This same config was used in nerves_hub_link/config/dev.exs and ran localizing with iex -S mix.

---

The problems that I see with using openssl to generate your own cert is that the entitlements are different/missing than what is typically expected for NervesHub. I'd recommend using the mix tasks for now. These run locally without making requests to a server.

$ git clone git@github.com:nerves-hub/nerves_key && cd nerves_key
$ mix nerves_key.signer create your-signer --years-valid 20

$ cd nerves_hub_web
$ mix nerves_hub.device create --identifier poser --tag poser --description "It's a poser device"
$ mix nerves_hub.device cert create poser --signer-cert nerves-hub/your-signer.cert --signer-key nerves-hub/your-signer.key

From there, you can use the CLI or just manually create the device and upload the device certificate via the web UI (which I think would be easier in your case). Once the device certificate exists in NervesHub, you do not need the signer cert registered or included in the requests.

[guillego]

Thanks a lot @jjcarstens! Makes sense to start with the simplest case by hardcoding the values and once that works, start to change things to a better approach.

I'll let you know how that goes in a bit.

Do I also need to register the root CA certificate in my NervesHubWeb organization like I was trying before?

[jjcarstens]

What you were doing before was registering a signer CA which is only needed for JITP

The root CA fixture was used to create a cert for the DeviceEndpoint. It's just like any other server certificate for a website except that it is self-signed for local testing which is the reason you need to explicitly include it in cacerts of a device connecting

[joshk]

@guillego @edwardzhou I was wondering, do you need to use SSL certs? as in, if there was a way to get this all running without SSL certs, would you be interested?

[edwardzhou]

For my understanding, the original design that nerves-hub using certs here is for security between nerves-hub and trusted-devices. I'm also fine if there is any alternative. because ssl certs is such painful now.

[joshk]

We should have https://github.com/nerves-hub/nerves_hub_web/pull/1139 merged within the next week, possibly sooner.
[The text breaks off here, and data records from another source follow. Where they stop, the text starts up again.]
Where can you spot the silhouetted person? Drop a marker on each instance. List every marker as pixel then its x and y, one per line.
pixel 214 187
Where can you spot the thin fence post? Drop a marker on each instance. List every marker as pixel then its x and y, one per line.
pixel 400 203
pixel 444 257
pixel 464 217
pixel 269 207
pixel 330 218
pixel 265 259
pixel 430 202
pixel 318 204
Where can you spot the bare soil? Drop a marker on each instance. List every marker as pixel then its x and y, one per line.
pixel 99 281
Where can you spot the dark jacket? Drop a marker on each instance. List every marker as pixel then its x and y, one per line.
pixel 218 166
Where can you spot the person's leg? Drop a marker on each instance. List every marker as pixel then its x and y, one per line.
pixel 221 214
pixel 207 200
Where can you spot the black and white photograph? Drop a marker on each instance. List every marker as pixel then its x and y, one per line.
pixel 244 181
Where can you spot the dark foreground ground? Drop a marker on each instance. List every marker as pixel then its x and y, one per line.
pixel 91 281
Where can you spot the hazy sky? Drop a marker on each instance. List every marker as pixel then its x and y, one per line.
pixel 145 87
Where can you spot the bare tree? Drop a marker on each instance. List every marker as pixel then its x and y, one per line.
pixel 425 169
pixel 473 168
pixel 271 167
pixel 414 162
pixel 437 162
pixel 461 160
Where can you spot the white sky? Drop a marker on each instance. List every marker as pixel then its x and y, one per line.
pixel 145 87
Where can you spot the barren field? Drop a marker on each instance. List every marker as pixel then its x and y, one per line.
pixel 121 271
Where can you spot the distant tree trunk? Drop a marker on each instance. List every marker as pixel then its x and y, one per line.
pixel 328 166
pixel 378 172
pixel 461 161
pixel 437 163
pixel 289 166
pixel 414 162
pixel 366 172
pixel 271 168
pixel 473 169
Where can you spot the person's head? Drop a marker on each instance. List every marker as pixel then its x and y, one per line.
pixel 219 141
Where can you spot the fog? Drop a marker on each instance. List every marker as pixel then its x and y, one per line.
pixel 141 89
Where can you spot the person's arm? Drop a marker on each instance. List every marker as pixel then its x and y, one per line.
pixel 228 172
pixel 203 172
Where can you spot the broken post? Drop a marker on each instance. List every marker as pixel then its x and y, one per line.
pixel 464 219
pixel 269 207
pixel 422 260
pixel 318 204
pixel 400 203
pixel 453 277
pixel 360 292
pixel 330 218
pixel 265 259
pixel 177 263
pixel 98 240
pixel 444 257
This setup is great for home use or prototyping. SSL secures the transport, and the websocket connection is secured using an AWS style signature. Plus, just-in-time Device registration is supported out of the box.

This also means it is easier to run NervesHub on a PaaS (eg. I have it running on Fly.io)

This is the NervesHub Link config that goes with it : https://github.com/nerves-hub/nerves_hub_link/pull/141

Certs are still recommended for production deployments, but for most people, where they are just getting started with NervesHub, these new Shared Secrets will make it a hell of a lot easier to get up and running.

[guillego]

@joshk Yes! I think that would be super useful, especially as you say to get it quickly up and running on a PaaS like fly.io! All the recent PRs in NervesHubWeb look amazing and I'm really excited to see them merged and test them!

[guillego]

@jjcarstens Thanks A LOT for the help! I hadn't thought about using nerves_key for generating the signer certificates.

With that I was able to finally generate correct certificates and have a successful connection between my device and my local nerves hub!! 🙌

I wrote my process in this gist. Perhaps with a little more love (and some reviews) it could become documentation? @edwardzhou let me know if this helps!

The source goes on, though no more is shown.